I was recently reading a proof of Kullback Leibler divergence between two multivariate normal distributions, and there are some steps that raised my concerns that I want to lighten.
Author of this proof denotes that $P \sim \mathcal N(\mu_p, \Sigma_p)$ and $Q \sim \mathcal N(\mu_q, \Sigma_q)$ both $k$ dimensional. Basing on this I have two questions (which are more related to linear algebra rather than probability):
$(1)$ Author states, that $(x - \mu_p)^T\Sigma_p^{-1}(x - \mu_p) \in \mathbb R$, but is this true actually? In my opinion it looks like this:
$(x - \mu_p)^T$ has dimension $\mathbb R^{n} \times \mathbb R^{k}$ (number of observations vs dimension)
$\Sigma_p^{-1}$ has dimension $\mathbb R^k \times \mathbb R^k$ (dimension vs dimension)
$(x - \mu_p)$ has dimension $\mathbb R^{k} \times \mathbb R^{n}$ (dimension vs obersvation).
Finally we end up with matrix $n \times n$ which is not exactly $1 \times 1$. What am I missing?

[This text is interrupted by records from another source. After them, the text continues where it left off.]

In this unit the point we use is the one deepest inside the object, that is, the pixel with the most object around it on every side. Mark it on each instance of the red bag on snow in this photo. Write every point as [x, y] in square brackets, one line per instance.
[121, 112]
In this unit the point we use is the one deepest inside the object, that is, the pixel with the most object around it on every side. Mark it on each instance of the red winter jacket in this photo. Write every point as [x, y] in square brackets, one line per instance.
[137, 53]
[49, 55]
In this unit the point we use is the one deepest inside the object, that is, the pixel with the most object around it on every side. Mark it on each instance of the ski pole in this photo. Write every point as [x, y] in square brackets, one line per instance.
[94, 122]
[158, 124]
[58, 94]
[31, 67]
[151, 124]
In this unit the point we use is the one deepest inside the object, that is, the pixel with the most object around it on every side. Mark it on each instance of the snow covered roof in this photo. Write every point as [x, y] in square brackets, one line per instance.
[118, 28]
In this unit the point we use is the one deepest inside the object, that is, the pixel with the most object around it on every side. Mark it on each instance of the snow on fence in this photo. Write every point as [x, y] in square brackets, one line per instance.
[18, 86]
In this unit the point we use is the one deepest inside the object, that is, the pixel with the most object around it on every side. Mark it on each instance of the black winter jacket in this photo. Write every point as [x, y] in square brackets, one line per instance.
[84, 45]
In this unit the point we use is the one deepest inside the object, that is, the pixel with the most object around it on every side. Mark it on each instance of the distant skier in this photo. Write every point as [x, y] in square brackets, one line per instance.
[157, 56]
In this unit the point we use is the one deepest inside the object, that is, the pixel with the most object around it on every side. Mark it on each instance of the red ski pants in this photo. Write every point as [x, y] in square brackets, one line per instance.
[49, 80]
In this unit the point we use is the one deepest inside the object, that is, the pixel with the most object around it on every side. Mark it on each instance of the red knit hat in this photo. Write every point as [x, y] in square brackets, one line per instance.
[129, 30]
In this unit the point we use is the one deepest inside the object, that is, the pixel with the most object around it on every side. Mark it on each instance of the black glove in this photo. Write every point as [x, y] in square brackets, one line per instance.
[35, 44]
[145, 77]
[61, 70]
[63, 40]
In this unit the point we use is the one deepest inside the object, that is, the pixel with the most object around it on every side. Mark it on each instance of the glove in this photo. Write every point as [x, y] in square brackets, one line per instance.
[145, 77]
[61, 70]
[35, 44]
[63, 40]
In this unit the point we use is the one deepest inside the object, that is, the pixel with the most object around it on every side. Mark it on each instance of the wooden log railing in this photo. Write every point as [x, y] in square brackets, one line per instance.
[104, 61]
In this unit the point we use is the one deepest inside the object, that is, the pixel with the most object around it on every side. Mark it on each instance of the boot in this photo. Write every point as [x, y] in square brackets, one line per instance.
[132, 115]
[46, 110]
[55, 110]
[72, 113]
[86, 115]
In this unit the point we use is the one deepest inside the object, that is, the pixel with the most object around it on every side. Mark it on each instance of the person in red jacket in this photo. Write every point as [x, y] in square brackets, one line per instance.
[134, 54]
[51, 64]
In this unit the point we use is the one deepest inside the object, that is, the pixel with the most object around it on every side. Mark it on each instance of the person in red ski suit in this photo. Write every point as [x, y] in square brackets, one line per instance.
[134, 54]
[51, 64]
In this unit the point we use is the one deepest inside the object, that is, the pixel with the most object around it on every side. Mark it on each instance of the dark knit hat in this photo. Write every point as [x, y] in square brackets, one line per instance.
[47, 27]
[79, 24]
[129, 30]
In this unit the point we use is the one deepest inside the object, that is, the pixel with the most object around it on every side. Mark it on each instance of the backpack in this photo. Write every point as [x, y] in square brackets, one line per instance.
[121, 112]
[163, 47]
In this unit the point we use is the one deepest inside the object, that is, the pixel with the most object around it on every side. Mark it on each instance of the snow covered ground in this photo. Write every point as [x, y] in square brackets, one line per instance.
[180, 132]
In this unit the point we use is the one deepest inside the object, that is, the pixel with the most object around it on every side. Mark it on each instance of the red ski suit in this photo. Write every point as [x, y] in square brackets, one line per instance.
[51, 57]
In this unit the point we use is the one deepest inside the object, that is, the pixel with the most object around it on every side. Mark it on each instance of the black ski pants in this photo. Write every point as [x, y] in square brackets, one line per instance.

$(2)$ Author says that because $\text tr(ABC) = \text tr(CAB)$ we have that:
$$\text tr((x - \mu_p)^T\Sigma_p^{-1}(x - \mu_p) = \text tr((x - \mu_p)(x - \mu_p)^T\Sigma_p^{-1})$$
However, in my opinion is not that easy. Usually $\text tr(ABC) \neq \text tr(CAB)$, but it is really true, when each of them is symmetric. Indeed, if $A, B, C$ are symmetric then any permutation within the trace is always valid. However, in our example $(x - \mu_p)^T$ of course is not symmetric, because is not a squared matrix. What am I missing in this case?
Could you please explain to me those two facts?